Editorial: Don’t just stick measures on the ballot to let people vote
Published 5:00 am Friday, June 7, 2013
Bad ideas don’t belong on the ballot. Bend City councilors shouldn’t stick measures there just to let voters decide their merit.
The discussion came up Wednesday night when the Bend City Council was discussing an increase in Bend’s transient room tax.
A coalition of business, arts and public safety advocates want to increase Bend’s tax from 9 percent to 11 percent. It’s a tax on lodging. Stay at a hotel in Bend and you pay the tax.
The city would use 30 percent of the additional revenues, maybe $250,000 a year, to help fund Bend police and fire. The remaining 70 percent, maybe $600,000 a year, would go to promote tourism. The plan is to use $400,000 to try to do a better job of bringing in tourists to Bend from Seattle and northern California. The other $200,000 would go toward public funding of the arts connected to attracting tourism.

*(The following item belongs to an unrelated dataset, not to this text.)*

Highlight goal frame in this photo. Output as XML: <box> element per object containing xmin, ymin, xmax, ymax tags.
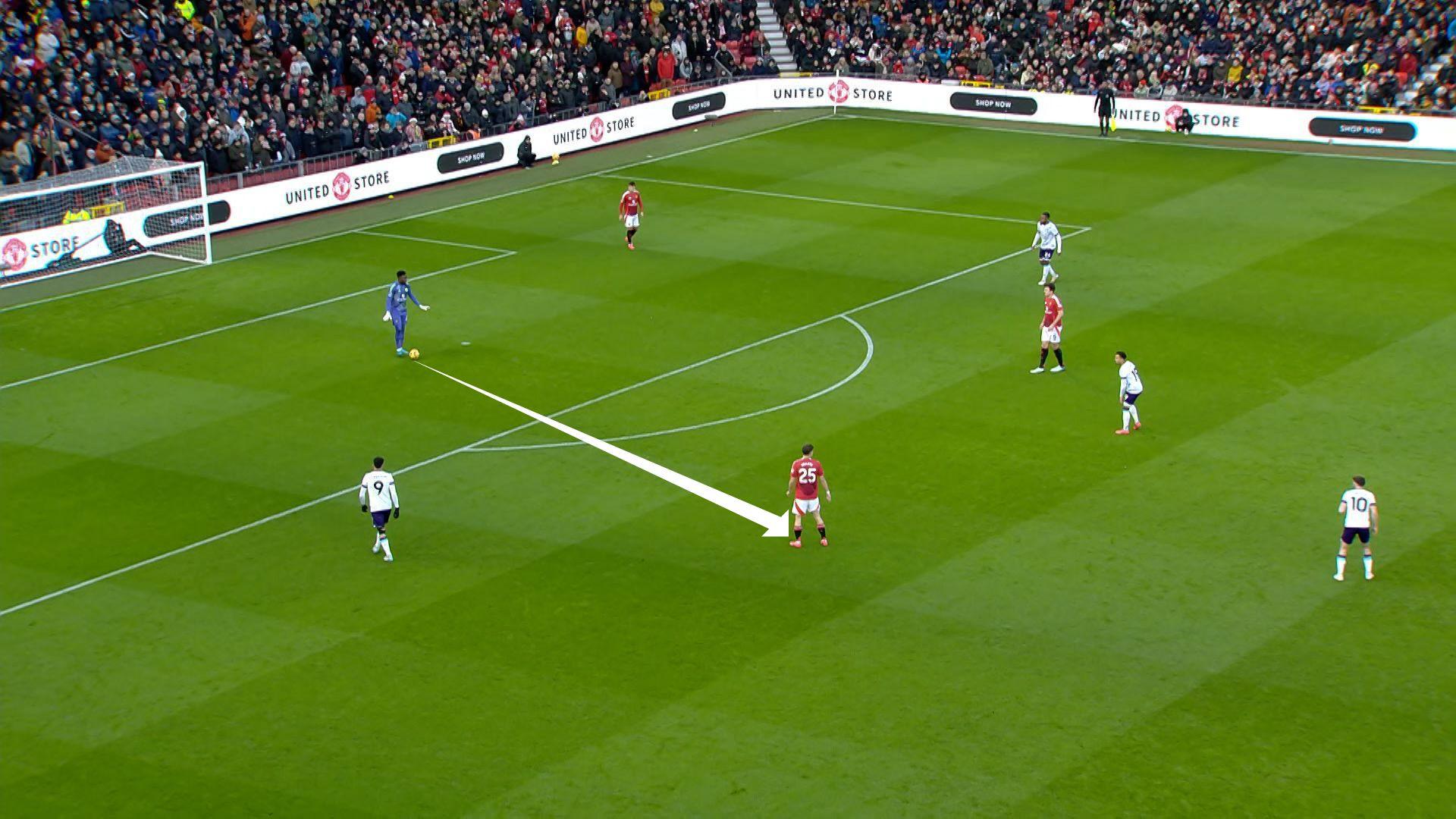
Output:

There is disagreement within Bend’s lodging industry about the tax increase. For instance, Ben Perle of the Oxford Hotel argues that it will help his business and the broader Bend economy and is not out of sync with what’s being charged elsewhere. Wayne Purcell, one of the owners of the Riverhouse, is not convinced it will help him be competitive in attracting convention business.
Of course, there’s much more to the arguments from both sides. Supporters already have a website, www.bendtaps.com. We haven’t seen the same thing from opponents.
But what struck us is the assertion by supporters of the tax increase that councilors don’t have to decide that they support the increase. They must only decide if they want to put it on the ballot.
Letting the voters decide has the ring of democratic grandeur to it. In this case, it’s blather.
Councilors are elected to be representatives, to filter through difficult choices and try to make the best decisions. They shouldn’t simply transform every group’s request into a spot on the ballot. They should decide if they think the tax is a good idea — or at least not clearly a bad idea — before they put it on the ballot.
In a lot of ways, this is a seductive tax increase. Bend voters may benefit from it but are unlikely to pay it. It still deserves the same kind of rigorous examination as any other tax.